This series of noticing is based on colours, it’s about when two different objects incidentally came together and noticing the colours on these two objects were overlapping or matching one another. The collection of noticing will be in a photographic form as the moment is more visible in a photograph instead of a continuing moment. In the class time when everyone was choosing a concept for their collection of noticing, I noticed my sleeve matches with the table and my new nails colour are very similar to my laptop stickers, so I captured this down and decided to focus on this direction.
- Are there any similarities or patterns between your pieces of media?
When photographs were collected or captured seperately, I believe that most of us won’t notice there is any link in between or we might never even thought about it.
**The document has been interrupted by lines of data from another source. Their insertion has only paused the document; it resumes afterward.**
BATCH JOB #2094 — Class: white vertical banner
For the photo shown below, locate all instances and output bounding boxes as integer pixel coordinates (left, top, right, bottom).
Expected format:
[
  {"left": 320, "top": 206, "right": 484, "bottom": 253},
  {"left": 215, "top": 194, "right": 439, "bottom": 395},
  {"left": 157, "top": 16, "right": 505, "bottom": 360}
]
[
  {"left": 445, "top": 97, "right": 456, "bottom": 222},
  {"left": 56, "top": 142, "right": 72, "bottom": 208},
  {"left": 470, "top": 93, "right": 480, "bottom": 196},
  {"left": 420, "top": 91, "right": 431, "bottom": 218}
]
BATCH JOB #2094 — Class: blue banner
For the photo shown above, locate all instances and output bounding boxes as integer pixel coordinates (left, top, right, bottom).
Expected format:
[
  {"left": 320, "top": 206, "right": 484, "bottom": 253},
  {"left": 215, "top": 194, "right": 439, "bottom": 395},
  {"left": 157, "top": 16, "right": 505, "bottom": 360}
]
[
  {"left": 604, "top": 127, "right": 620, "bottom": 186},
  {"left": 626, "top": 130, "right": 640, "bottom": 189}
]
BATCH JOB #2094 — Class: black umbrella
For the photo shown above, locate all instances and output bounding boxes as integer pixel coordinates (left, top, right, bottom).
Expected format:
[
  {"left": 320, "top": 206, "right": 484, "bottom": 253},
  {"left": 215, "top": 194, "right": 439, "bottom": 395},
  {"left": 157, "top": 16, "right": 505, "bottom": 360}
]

After the exhibition, I was very inspired and also linking back to task one, I think what Patrick Pound wanted to deliver through out these collections was that when photographs (crafts) were brought together, the alignment will sort of push the viewer to start to find if there is a common point of every photograph. After I have listed my collections together, I noticed there were similarities, repetition between them other than colours.
First, is the surface of every subject I captured in my photographs were kept changing, they were never repeated. Secondly, shapes – is something that kept repeating through out each of my photographs but I have never noticed. I discovered this repetition when we were sharing our collection in a group, one of my group members has written down the first thing she noticed in my photographs was shapes.
- List what you notice when looking/listening back to your media.
There was only one thing that I noticed when I went back to look at my collections, the first four photographs were taken with big colour patterns, the colours were very obvious and vivid, they were even based upon a colourful background. Although when the time came closer to the due date, the colour patterns in the last two photographs were very small that viewer might not noticed just by looking for the first time.